それを思えば――――――――なにも、迷うことはない!!
「わかりました。瑞希お兄ちゃんに、おばあ様のお見舞いに行くようにお願いをしてみます。」
「本当かっ!!?やったぁ――――――――!!!」
私の言葉に檜扇(ひおうぎ)さんは顔を上げると、私の手を掴んで立ち上がり、踊り始める。

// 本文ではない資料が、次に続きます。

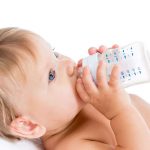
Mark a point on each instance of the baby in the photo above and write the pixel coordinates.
(42, 96)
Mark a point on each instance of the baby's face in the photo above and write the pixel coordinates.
(49, 95)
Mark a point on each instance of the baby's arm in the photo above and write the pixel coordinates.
(142, 106)
(130, 129)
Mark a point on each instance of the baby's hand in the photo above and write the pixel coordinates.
(107, 97)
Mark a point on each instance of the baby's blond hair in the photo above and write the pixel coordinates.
(15, 46)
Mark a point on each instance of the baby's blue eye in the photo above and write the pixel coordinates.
(51, 75)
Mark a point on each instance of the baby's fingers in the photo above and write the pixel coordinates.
(81, 91)
(88, 83)
(114, 77)
(101, 75)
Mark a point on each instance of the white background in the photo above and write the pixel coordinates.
(72, 26)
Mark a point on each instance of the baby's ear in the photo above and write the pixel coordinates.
(26, 128)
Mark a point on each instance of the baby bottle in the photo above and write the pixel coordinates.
(134, 63)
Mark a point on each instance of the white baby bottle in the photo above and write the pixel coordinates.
(133, 59)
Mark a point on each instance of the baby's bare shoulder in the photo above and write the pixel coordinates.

「やったー!やったー!瑞希が母さんに会いに来てくれる!!瑞希が来てくれる!!」
「ちょ、ちょっと檜扇(ひおうぎ)さん!?」
雷太付きで一緒に踊らされ、ステップダンスをする羽目になった私達。
「うははは!おもろそー!わしもまぜてー!」
そう言いながら、食べるのをやめて踊る方に参加するヤマト。
「瑞希が来る!会いに来る!瑞希が母さんに会いに来るー!」
「あ、あの、檜扇さん!!必ず、お見舞いに行ってもらえるという明確な約束はできませんよ!!?僕が言ってダメだったら、諦めて下さいね!!?」
「ありがとうございます、凛道蓮君!!君のおかげで、母と瑞希を引き合わすことが出来る!!」
「いやいや!人の話聞いてますか!!?瑞希お兄ちゃんがお見舞いに来れない可能性もあるのですよ!!?」
「ははは!その時は、君がお見舞いにきてくれよ、凛道蓮君!!」
「はあ!?なぜ、僕が??」
無関係の私にお見舞いの指名をしてくる瑞希お兄ちゃんのお父様。